The Good Muslim, The Marriage Plot and Go the F**k to Sleep are among the books literary publishing directors wish they had published themselves this year, with Other People's Money, What I Did and The Dovekeepers among those they had thought would make a bigger impact.
In a Guardian round-up of "Wishes and Misses", publishers including Jamie Byng, Suzanne Baboneau and Alexandra Pringle selected the titles they wish they had published, and those they did that they had higher hopes for. Among the reasons for books not catching a wider readership, the editors suggested variously a lack of support from booksellers, and the challenge of "pushing a backlist".
Pringle, editor-in-chief at Bloomsbury, selected Other People's Money by Justin Cartwright as her book which deserved better, saying: "It received outstanding reviews—the best, probably, he has every received—and it sold well. Yet not only was it not shortlisted for the Man Booker or Costa; it was not once mentioned in the press as one that should have been nominated." She selected Tahmina Anam's The Good Muslim (Canongate) and Louisa Young's My Dear I Wanted to Tell You (HarperCollins) as books she was "especially sad" not to get, having offered on them.

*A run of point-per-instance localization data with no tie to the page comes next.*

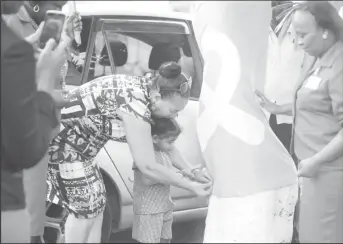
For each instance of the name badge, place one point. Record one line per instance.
(313, 82)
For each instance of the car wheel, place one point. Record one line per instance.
(189, 232)
(112, 211)
(106, 229)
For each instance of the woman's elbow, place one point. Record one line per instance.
(146, 169)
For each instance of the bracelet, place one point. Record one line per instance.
(187, 175)
(195, 171)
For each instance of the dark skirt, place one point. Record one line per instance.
(321, 208)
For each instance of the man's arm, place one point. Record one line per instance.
(28, 116)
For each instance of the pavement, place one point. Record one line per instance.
(188, 232)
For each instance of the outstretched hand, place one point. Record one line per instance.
(202, 189)
(202, 176)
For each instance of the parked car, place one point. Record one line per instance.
(130, 41)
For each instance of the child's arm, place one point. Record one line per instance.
(194, 173)
(178, 161)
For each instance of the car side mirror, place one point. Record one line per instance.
(119, 53)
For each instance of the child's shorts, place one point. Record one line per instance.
(151, 228)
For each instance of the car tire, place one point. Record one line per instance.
(112, 211)
(106, 229)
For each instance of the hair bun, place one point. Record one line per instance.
(170, 70)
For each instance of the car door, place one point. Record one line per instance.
(187, 143)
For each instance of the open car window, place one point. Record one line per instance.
(134, 47)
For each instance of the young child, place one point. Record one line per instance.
(152, 203)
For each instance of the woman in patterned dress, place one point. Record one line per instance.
(117, 107)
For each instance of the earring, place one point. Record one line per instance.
(325, 35)
(36, 8)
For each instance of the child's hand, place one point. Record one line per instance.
(187, 173)
(201, 175)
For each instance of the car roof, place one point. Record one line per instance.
(160, 9)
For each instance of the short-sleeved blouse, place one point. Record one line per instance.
(92, 116)
(318, 106)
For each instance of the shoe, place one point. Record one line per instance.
(37, 239)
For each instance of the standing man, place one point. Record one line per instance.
(254, 178)
(25, 23)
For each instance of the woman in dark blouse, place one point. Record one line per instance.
(317, 110)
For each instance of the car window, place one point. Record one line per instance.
(136, 62)
(77, 59)
(132, 47)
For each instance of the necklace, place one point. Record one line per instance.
(64, 67)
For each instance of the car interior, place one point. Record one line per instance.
(136, 49)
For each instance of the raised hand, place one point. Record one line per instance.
(201, 189)
(266, 103)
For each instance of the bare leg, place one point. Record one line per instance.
(77, 230)
(165, 240)
(95, 231)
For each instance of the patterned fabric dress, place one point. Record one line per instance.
(88, 122)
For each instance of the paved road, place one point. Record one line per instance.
(189, 232)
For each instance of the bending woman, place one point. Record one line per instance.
(317, 110)
(116, 107)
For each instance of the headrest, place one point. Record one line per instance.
(161, 53)
(119, 53)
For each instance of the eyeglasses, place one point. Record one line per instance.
(183, 89)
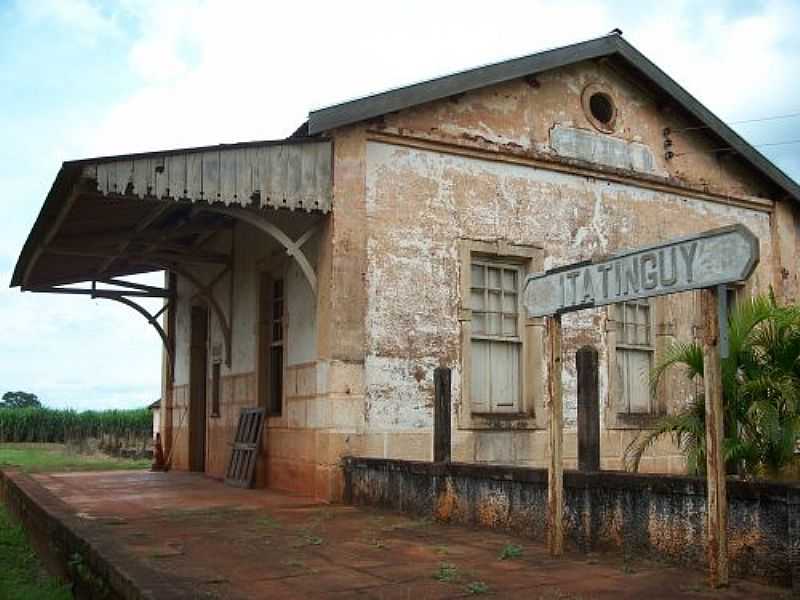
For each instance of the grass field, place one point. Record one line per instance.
(21, 575)
(33, 458)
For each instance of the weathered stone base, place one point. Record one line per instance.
(661, 516)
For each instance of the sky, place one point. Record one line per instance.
(82, 78)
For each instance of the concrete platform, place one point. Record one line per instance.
(181, 535)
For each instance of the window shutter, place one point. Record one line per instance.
(480, 392)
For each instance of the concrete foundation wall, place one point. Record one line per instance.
(662, 517)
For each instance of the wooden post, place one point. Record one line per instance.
(717, 505)
(586, 362)
(441, 415)
(555, 474)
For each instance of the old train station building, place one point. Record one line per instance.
(325, 276)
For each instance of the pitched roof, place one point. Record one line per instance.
(612, 45)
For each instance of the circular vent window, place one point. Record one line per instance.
(599, 108)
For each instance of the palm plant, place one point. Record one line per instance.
(761, 393)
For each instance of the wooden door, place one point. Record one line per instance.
(198, 365)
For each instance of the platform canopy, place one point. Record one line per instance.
(122, 215)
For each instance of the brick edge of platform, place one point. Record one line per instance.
(57, 534)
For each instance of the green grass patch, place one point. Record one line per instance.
(33, 458)
(21, 574)
(446, 573)
(477, 587)
(510, 552)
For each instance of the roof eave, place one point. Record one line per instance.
(362, 109)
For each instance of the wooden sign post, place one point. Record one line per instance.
(706, 261)
(555, 474)
(717, 501)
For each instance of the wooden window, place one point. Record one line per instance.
(276, 349)
(496, 341)
(271, 344)
(215, 388)
(635, 348)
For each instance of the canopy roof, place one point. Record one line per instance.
(121, 215)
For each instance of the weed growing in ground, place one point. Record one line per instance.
(268, 522)
(446, 573)
(307, 539)
(21, 575)
(477, 587)
(557, 594)
(510, 552)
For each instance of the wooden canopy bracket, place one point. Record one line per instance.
(206, 292)
(293, 247)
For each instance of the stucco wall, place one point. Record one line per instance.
(421, 202)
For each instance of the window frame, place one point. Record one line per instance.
(530, 411)
(619, 415)
(265, 342)
(503, 265)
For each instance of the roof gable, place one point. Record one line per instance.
(612, 45)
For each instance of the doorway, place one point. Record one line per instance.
(198, 375)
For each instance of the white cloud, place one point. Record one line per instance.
(81, 16)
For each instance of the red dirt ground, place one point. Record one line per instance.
(222, 542)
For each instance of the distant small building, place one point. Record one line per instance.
(155, 408)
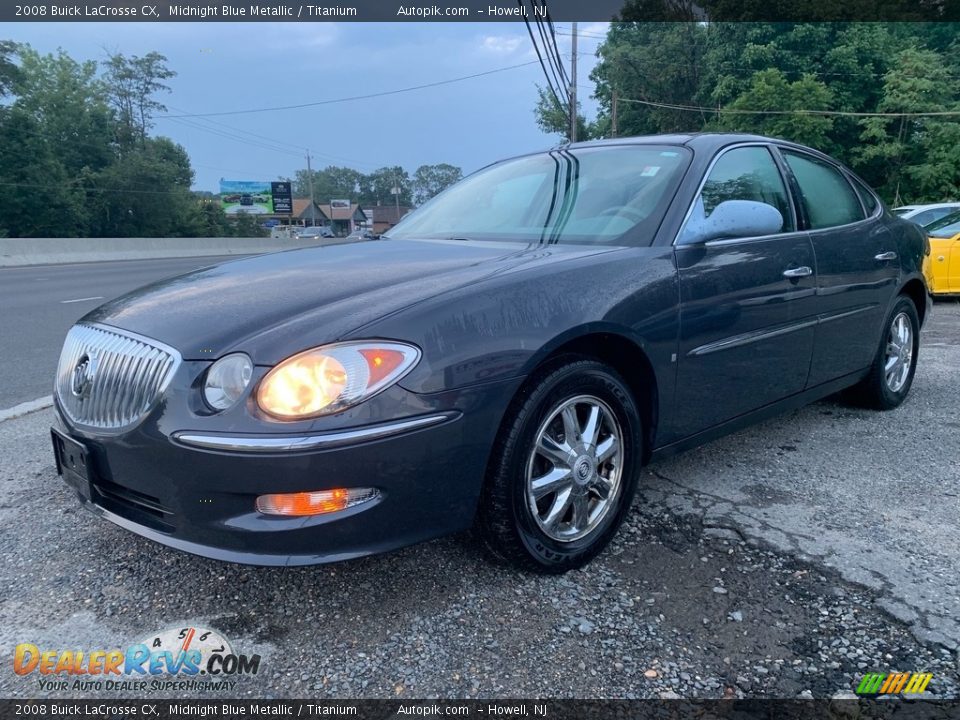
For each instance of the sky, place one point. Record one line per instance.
(224, 67)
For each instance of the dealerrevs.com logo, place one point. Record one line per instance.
(188, 658)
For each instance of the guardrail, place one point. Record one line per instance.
(58, 251)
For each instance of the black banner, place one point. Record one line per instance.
(282, 198)
(891, 707)
(482, 10)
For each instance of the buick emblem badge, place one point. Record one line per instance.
(82, 378)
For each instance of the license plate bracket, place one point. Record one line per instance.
(73, 463)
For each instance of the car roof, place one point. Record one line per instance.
(928, 206)
(697, 141)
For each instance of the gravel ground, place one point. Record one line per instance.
(680, 605)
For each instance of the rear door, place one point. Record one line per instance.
(747, 305)
(857, 264)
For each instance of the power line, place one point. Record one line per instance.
(352, 98)
(546, 74)
(844, 113)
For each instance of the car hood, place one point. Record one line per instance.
(273, 305)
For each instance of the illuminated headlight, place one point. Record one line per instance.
(227, 380)
(331, 378)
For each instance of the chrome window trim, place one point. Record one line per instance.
(301, 443)
(769, 147)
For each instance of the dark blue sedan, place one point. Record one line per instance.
(508, 356)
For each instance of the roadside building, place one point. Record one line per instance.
(386, 216)
(343, 218)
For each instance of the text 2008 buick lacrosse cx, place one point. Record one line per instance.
(510, 356)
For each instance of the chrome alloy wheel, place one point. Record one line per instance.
(899, 358)
(574, 470)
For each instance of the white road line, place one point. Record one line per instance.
(66, 302)
(27, 407)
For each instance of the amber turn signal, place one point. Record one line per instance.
(320, 502)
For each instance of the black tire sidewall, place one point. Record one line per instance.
(581, 378)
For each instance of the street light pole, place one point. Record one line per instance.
(313, 202)
(573, 84)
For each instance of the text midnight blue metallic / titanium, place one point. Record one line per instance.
(472, 11)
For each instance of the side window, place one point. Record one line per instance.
(827, 197)
(931, 216)
(747, 173)
(868, 199)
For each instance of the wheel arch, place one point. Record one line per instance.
(916, 290)
(616, 347)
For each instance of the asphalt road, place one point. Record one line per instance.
(41, 302)
(786, 560)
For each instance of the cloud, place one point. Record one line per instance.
(501, 44)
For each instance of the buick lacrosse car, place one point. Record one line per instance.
(507, 357)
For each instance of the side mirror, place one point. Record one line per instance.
(732, 219)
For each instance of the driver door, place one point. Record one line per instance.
(747, 305)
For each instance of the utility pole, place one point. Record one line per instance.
(573, 85)
(313, 202)
(613, 116)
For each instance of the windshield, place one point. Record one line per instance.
(945, 227)
(589, 195)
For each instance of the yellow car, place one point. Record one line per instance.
(942, 266)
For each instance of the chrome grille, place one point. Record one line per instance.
(109, 379)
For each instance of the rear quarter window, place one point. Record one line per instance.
(828, 199)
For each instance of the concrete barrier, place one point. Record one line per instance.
(56, 251)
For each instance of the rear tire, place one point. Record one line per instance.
(891, 374)
(564, 468)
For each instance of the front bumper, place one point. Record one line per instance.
(199, 497)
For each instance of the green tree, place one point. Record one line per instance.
(132, 85)
(246, 225)
(64, 99)
(430, 180)
(913, 154)
(9, 72)
(769, 90)
(40, 199)
(146, 194)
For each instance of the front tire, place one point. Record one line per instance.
(895, 364)
(564, 468)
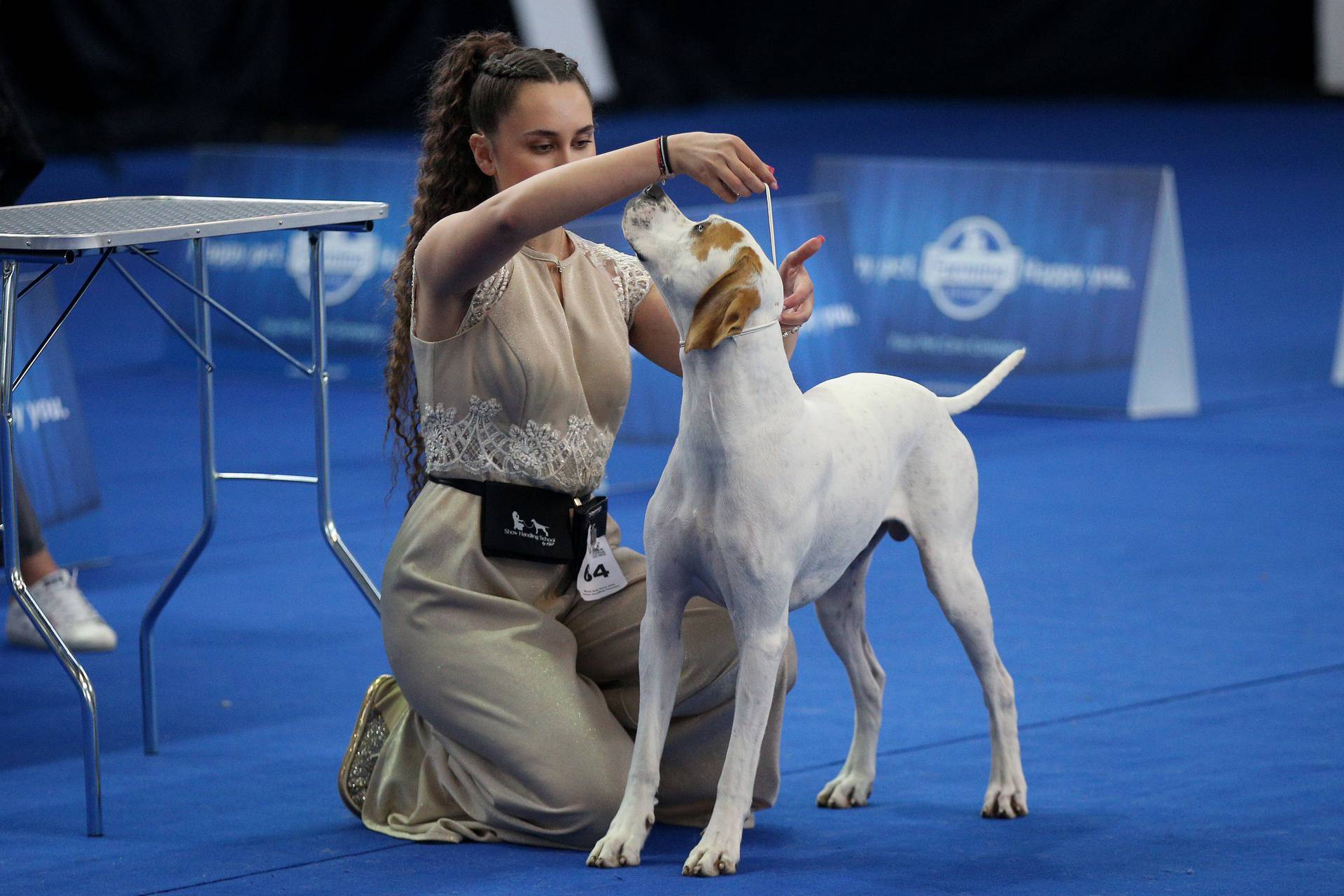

Viking publishing director Venetia Butterfield is hoping for bigger success in paperback for The German Boy by Patricia Wastvedt, and chose Belinda McKeon's Solace (Picador) and Jeffrey Eugenides' The Marriage Plot (Fourth Estate) as the titles she wished she had published.
For Nicholas Pearson, publishing director at Fourth Estate, it was The Information which should have got more attention, and Go the F**k to Sleep (Canongate) as the book he wished he had published: "I have recently had a baby. Been too tired to read much else."
Corsair publisher James Gurbutt was the only editor to choose backlist titles as those he wished had received more attention, picking the reprints of four Ira Levin titles. He said: "Pushing a backlist these days without a film or TV adaptation is tough, regardless of quality." He pointed to Teju Cole's Open City (Faber) as the book he wished he had published: "It's rare to come across a novel as beautiful as this."
Meanwhile Allen Lane publishing director Simon Winder chose Britain's War Machine by David Edgerton as one he would have liked to have had a bigger readership, saying: "We even gave it a misleadingly jaunty cover. It got some great reviews, but didn't really connect with the large audience I thought it deserved." He chose The West End Front: The Wartime Secrets of London's Grand Hotels by Matthew Sweet (Faber) as his "miss".